• How the Red Poppy became a symbol of remembrance.

    How the Red Poppy became a symbol of remembrance.

    The Red Poppy is widely known as the symbol of remembrance for the loss of loved ones during war. But how did this resilient little flower become the motif for Veterans? In 1915, World War I was raging across Europe. Amid all the destruction, vibrant red flowers began to grow in the battlefields, as if in defiance of violence. These dynamic poppy fields inspired Lieutenant Colonel John McCrae to pen the famous poem. "In Flanders Fields," McCrae, a Canadian serving as a Surgeon, witnessed the bloody carnage where the Germans decimated allied forces. The verses speak of sacrifice and loss of life during World War I. 


    "In Flanders Fields, the poppies blow

    Between the crosses, row on row, 

    That mark our place; and in the sky

    The larks, still bravely singing, fly 

    Scarce heard amid the guns below.


    We are the Dead. Short Days ago

    We lived, felt dawn, saw sunset glow,

    Loved and were loved, and now we lie,

    In Flanders Fields


    Take up our quarrel with the foe:

    To you from failing hands we throw. 

    The torch: be yours to hold it high. 
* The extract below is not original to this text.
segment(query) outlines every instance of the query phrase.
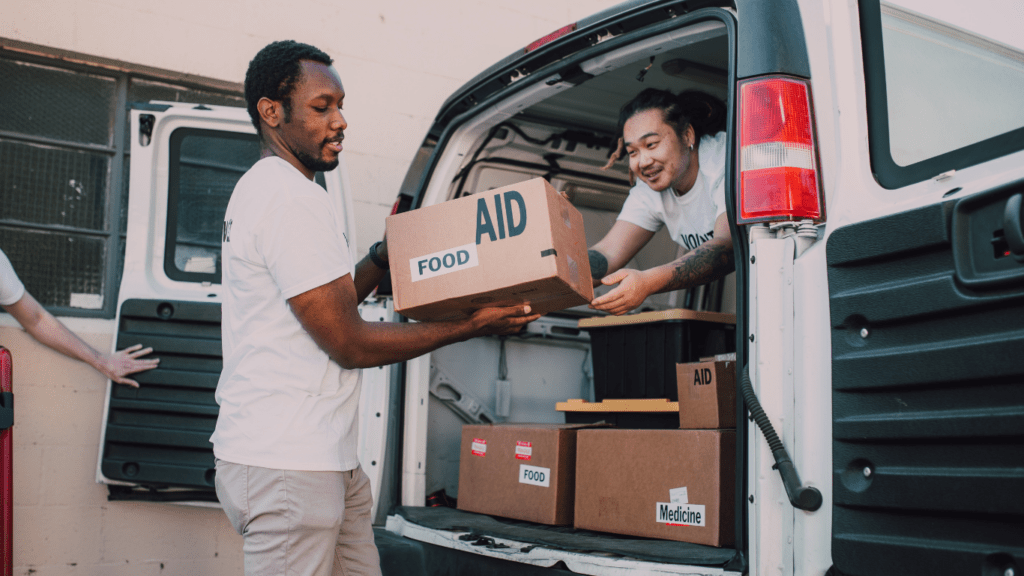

    If ye break faith with us who die

    We shall not sleep, though poppies grow

    In Flanders Fields."



    Across the ocean, in America, a woman named Molina Micheal was deeply affected by John McCrae's poem. Her eyes found it in the Ladies Home Journal pages that November. Just a few days before the armistice. Moina began wearing a red poppy as a sign of faith and remembrance of the sacrifices of Flanders Field. She found fabric and crafted Brooches for her department store colleagues to wear. She began campaigning for the Poppy to become a national symbol of remembrance, eventually adopting it by the American Legion. 


    Meanwhile, back in France, a woman named Anna Guérin also advocated the symbolic power of the red Poppy. Guérin was invited to the American Legion Convention to speak on behalf of her idea of an "Inter-Allied Poppy Day."Madame Guérin helped convince the Legion members to adopt the Poppy as their symbol. "National Poppy Day" was celebrated in the United States the following year.

    Since then, the Poppy has become a powerful symbol of remembrance worldwide. Veterans and their families wear red poppies to tribute those who have served. You'll see them at military funerals and other ceremonies honoring those who have fallen in battle.